Here is what my text file data looks like:
1 Abigail Seltzer
6019 8th St NW
Washington, DC-20011
Not Employed Not Employed
6019 8th St. NW
Washington,DC-20011
Credit Card 03/11/2022 $10,000.00 $10,00.00
2 Danita Cole
416 Shepherd St NW
Washington, DC-20005
Not Employed Not Employed
416 Shepherd Street NW
Washington,DC-20011
Credit Card 03/11/2022 $100.00 $350.00
3 Landon James
612 Quintana Pl NW
Washington, DC-20011
Social Inclusion Manager Brookfield Properties
655 New York Ave NW
Washington,DC-20000
Credit Card 03/11/2022 $100.00 $100.00
To be clear, each time there is a number before the name (1 Abigail, 2 Danita) the next 6 rows follow without blank rows, then there is one blank row after the 7th row before the next numbered entry (between 'Credit Card 03/11/2022 $10,000.00 $10,00.00' and '2 Danita')). So there are no blank rows between '1 Abigail Seltzer' and '6019 8th St NW'.

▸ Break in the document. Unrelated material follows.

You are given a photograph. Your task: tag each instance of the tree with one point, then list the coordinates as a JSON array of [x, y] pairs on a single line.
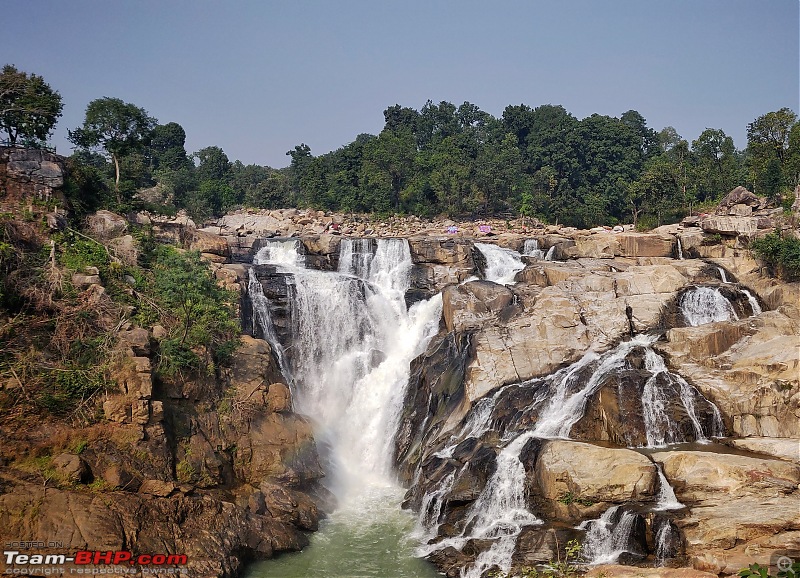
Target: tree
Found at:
[[115, 126], [29, 108]]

I would like to put each of the grouped rows into their own 7 columns - for each grouping of 7 grows, so:
column1 1 Abigail Seltzer 2 Danita Cole 3 Landon James
column2 6019 8th St NW 416 Shepherd St NW 612 Quintana Pl NW
column 3 Washington, DC-20011 Washington, DC-20005 Washington, DC-20000
And so on.
Thanks!
CodePudding user response:
You can read the text file using readLines
, and convert the resulting vector into a matrix with 8 rows. When you transpose this matrix, all your fields will have their own column
t(matrix(readLines("../mytext.txt"), nrow = 8))
#> [,1] [,2] [,3]
#> [1,] "1 Abigail Seltzer" "6019 8th St NW" "Washington, DC-20011"
#> [2,] "2 Danita Cole" "416 Shepherd St NW" "Washington, DC-20005"
#> [3,] "3 Landon James" "612 Quintana Pl NW" "Washington, DC-20011"
#> [,4]
#> [1,] "Not Employed Not Employed"
#> [2,] "Not Employed Not Employed"
#> [3,] "Social Inclusion Manager Brookfield Properties"
#> [,5] [,6]
#> [1,] "6019 8th St. NW" "Washington,DC-20011"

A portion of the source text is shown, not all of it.